For more information on Cézanne:


Be Safe

50 replies »

  1. I didn’t give Harlequin any praise. I really like it.
    You do a great job with these posts, Marina!

  2. Love this post, Marina. Beautiful art work and I love the still life and landscapes the best. The quotes are wonderful, too. This one: “It’s so fine and yet so terrible to stand in front of a blank canvas” reminds me of the creating process of writing, too.
    Hugs, my friend. 💖💖💖

  3. This is great!
    You are like an online Art Gallery.
    Cézanne is an intriguing artist. I adore what he says about standing in front of a blank canvas.
    The music is wonderful!
    Norm has encouraged me to try canvas, again. I think I’d like to. However, the art supplies stores are all closed…. so I draw on paper. I went a bit wild buying art supplies when the stores were open, so the AGM drawings are in no jeopardy.

    My faves in this collection are Forest Scene – path from Mas Jolie to Château Noir & Boy in a red waistcoat.

    A bit off topic…have you covered Degas? I’ll have to look in your pages. You’ve covered so many at this point, I ca’t remember all. Also, as I am drawing Picasso Art Gowns… I’ll revisit that post as well!

    WOOF , MEW and I love you!

  4. I really enjoy your online curation, Marina, since there are many works of artists I’ve never seen before. When you include pieces typically outside one’s well know oeuvre, it’s always a revelation. Not all of us have all those marvelous coffee table books! The internet puts them at our fingertips through your discerning eye. The paintings I particularly like here are: The Hanged Man’s House, Large Pine and Red Earth, and Forest Interior. Mostly for their palette, of course 🙂

  5. I would say philosophers are those who expand the possibilities of human cognition, including perception. He was one of those, in the realm of vision, finding new ways, a bridge into something new that nobody had seen before or that had been blocked by academic rules.

  6. I love Cézanne. We were in Aix-en-Provence for two weeks in 2013. We stayed in a house that was a couple of road west of Cézanne’s house at about the same level as his house. I climbed up on the hill behind the house and I could get a similar view of Montagne Sainte-Victoire that Cézanne had.
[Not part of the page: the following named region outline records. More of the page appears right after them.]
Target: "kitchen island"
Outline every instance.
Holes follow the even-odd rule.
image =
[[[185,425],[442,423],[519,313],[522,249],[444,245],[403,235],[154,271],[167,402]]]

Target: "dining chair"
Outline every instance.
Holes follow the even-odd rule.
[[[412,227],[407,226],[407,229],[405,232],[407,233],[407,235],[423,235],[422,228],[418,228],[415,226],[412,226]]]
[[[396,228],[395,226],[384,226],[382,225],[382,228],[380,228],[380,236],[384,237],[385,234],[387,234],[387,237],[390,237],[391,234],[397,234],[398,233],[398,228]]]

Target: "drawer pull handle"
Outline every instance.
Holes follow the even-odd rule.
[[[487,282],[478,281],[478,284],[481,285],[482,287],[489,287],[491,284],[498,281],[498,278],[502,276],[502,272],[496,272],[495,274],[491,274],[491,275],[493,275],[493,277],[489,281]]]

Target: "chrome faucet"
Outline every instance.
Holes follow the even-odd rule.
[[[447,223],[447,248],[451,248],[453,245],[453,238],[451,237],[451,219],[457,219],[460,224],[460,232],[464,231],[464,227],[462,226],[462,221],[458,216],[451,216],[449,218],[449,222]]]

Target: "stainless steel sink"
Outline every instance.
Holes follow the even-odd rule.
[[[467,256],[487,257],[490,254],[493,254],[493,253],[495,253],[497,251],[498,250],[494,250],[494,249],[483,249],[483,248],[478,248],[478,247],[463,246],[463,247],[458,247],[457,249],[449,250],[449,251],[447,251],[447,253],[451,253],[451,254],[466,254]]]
I remember a woman in a class I was in thought it was weird for Cézanne to do so many paintings of Montagne Sainte-Victoire. I told the woman it wasn’t weird at all because the light and clouds and atmosphere are constantly changing. It’s similar to me doing photos of the Sandias almost daily. When we were in the hills south of Montagne Sainte-Victoire, I realized it looked similar to the Sandias from that perspective.

    • I understand exactly what you’re saying about the Sandias as I witness it through your amazing images. What a wonderful experience staying there, seeing the same views he painted!